But if Trump sows chaos, it is tightly controlled chaos. The bluster and put-downs are part of a meticulously calculated strategy by a surprisingly disciplined front-runner for the Republican presidential nomination. Trump is the rare first-time candidate whose mastery of basic political skills seems unmatched by most, if not all, of his rivals in a crowded Republican field.
Trump’s history as a builder of major Manhattan real estate projects schooled him in the real-world give-and-take of politics at a level where enormous amounts of money and power are at stake. For New York developers whose business model depends on taxpayer subsidies, a keen understanding of how governors and mayors operate can make or break a real estate empire.

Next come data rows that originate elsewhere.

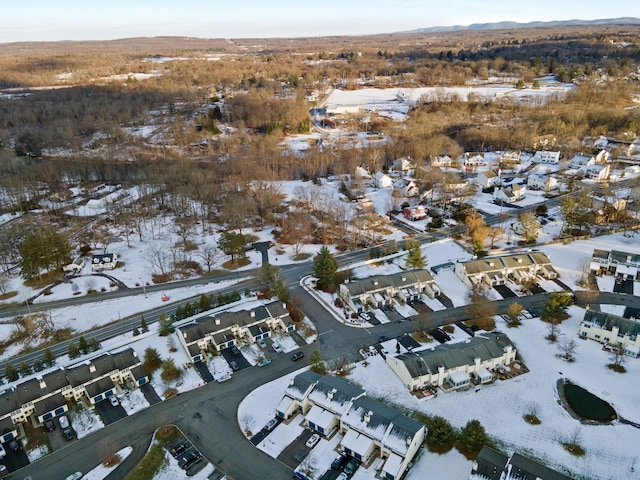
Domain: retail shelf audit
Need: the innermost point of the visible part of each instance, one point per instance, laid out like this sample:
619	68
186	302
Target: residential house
441	161
104	261
369	428
493	465
613	330
454	363
544	156
381	180
403	165
541	182
492	271
227	329
596	172
488	178
510	194
419	212
623	265
378	291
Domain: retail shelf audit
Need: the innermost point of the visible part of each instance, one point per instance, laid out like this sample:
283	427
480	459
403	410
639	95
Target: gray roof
607	321
383	282
523	468
451	355
54	381
49	404
490	463
9	402
403	426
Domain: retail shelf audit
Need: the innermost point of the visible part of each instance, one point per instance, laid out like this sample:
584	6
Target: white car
315	438
63	421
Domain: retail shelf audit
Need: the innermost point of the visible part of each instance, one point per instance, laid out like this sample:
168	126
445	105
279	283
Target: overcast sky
32	20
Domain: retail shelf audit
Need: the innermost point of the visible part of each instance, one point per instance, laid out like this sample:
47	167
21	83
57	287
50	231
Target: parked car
63	421
313	440
271	424
15	445
351	467
264	362
176	450
339	462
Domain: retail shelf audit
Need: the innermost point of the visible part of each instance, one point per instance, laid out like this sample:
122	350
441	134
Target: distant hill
511	25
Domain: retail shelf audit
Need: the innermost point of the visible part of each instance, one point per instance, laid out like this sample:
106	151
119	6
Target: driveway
110	413
239	358
204	372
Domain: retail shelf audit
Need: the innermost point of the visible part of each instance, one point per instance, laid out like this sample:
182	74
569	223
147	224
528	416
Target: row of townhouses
213	333
620	264
613	330
378	291
492	271
43	398
370	429
454	363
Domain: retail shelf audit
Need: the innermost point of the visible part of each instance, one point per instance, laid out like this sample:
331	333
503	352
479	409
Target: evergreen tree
73	350
415	258
25	369
83	346
49	358
10	372
471	439
325	268
441	435
555	308
152	360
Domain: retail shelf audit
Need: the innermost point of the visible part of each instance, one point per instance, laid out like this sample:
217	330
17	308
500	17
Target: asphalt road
215	431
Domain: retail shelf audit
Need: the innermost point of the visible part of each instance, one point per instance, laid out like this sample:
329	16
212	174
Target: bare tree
567	349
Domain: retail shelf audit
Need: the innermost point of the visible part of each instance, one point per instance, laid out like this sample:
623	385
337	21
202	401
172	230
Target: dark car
189	458
179	448
15	445
339	462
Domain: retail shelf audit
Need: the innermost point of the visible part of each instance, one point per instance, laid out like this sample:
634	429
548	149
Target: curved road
215	431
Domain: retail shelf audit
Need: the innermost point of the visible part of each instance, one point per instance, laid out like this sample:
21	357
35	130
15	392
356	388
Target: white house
541	182
488	178
454	363
544	156
612	330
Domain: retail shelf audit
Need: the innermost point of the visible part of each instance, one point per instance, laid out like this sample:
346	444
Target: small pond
586	405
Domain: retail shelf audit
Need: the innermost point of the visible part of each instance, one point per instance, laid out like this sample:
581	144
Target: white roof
320	417
459	377
392	465
356	442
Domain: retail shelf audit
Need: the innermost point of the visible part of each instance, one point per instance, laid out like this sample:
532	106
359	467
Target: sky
49	20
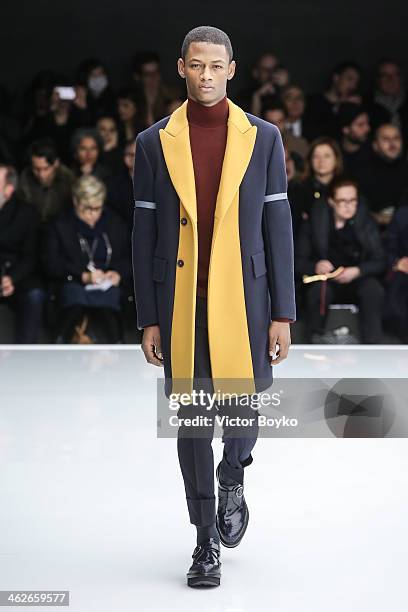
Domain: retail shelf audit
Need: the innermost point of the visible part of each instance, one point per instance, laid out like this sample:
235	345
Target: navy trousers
194	446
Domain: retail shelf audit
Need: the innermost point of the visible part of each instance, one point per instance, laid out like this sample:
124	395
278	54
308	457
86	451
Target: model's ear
231	70
180	67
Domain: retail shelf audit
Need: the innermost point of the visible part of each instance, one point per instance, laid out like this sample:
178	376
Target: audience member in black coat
340	232
89	245
389	103
354	132
20	284
384	179
100	99
112	154
120	187
396	304
322	108
87	149
323	163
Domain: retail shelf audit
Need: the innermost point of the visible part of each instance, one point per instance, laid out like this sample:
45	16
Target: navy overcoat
251	271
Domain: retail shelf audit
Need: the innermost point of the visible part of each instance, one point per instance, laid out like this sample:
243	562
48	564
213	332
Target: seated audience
297	122
340	232
396	303
100	99
389	103
112	155
89	245
385	177
154	92
268	79
62	118
275	113
87	149
120	187
323	108
20	284
46	183
323	164
354	126
129	113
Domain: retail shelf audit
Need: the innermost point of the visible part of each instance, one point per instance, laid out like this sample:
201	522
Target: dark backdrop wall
309	36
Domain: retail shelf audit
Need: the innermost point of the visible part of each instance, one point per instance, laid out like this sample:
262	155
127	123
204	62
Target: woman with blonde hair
88	254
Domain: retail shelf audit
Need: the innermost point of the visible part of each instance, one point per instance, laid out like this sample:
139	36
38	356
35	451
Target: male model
213	271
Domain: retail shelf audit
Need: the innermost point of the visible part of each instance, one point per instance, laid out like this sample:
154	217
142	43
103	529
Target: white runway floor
92	502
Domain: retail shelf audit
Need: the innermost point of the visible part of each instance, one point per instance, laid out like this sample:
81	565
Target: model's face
323	160
206	69
388	142
345	202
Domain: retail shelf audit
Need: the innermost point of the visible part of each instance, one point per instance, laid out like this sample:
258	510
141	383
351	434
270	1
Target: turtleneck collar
207	116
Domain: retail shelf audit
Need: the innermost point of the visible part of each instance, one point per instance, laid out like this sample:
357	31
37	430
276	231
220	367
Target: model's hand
279	341
151	345
348	274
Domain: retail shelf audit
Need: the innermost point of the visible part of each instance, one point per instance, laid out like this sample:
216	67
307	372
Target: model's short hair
207	34
87	189
11	176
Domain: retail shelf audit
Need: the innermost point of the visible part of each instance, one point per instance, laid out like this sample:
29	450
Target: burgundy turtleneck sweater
208	138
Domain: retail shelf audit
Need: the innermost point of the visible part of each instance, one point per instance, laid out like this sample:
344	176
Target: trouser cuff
236	474
201	511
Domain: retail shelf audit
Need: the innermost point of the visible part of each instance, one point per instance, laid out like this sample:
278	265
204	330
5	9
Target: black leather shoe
232	512
206	567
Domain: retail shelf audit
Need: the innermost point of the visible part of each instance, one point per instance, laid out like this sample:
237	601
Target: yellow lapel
175	141
240	143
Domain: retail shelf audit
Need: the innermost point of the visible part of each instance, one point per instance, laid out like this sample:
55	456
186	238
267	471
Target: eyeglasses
87	208
343	201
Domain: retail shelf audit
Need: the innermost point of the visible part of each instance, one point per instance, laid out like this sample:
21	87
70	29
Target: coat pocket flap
258	263
159	269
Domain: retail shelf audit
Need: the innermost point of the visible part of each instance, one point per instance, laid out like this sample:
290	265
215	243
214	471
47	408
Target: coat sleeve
278	236
143	238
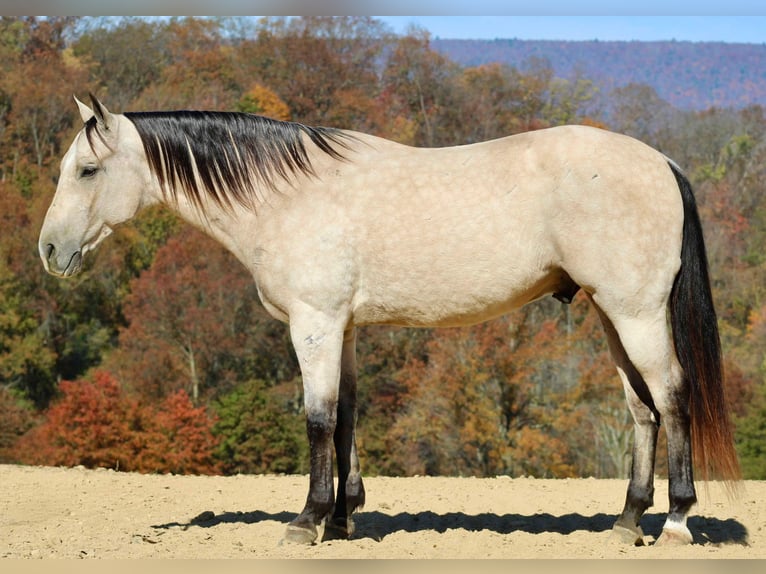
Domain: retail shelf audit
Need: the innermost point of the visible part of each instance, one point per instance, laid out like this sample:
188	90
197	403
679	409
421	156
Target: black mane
224	155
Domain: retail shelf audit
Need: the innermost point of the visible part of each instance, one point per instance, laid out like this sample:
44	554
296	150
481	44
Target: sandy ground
79	513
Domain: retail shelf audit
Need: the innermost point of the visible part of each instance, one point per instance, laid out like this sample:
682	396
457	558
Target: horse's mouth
74	266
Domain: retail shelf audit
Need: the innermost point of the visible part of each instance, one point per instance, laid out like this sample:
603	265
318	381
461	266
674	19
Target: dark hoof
338	529
674	535
295	534
629	535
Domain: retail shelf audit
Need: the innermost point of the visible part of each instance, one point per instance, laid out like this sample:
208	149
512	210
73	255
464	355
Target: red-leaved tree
95	424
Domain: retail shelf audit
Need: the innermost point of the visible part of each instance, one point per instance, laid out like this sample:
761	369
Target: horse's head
104	181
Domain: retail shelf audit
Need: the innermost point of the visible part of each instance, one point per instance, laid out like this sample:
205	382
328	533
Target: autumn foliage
95	424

Trump’s father, Fred Trump, was a major New York City developer with deep ties to elected officials. In the 1970s, Donald Trump began forging his own ties with politicians — among them Mayor Ed Koch and Gov. Hugh Carey — as he sought tax breaks on midtown high-rise projects with a higher profile than anything his father had built.
Bill Cunningham, a veteran New York political operative, said the city’s big developers must weather bad press, but stay focused on their goals as they battle unions, contractors, public agencies, environmental groups and property owners who refuse to sell their land.
“You learn to take a lot of hits and keep on going, and that’s Donald Trump,” Cunningham said.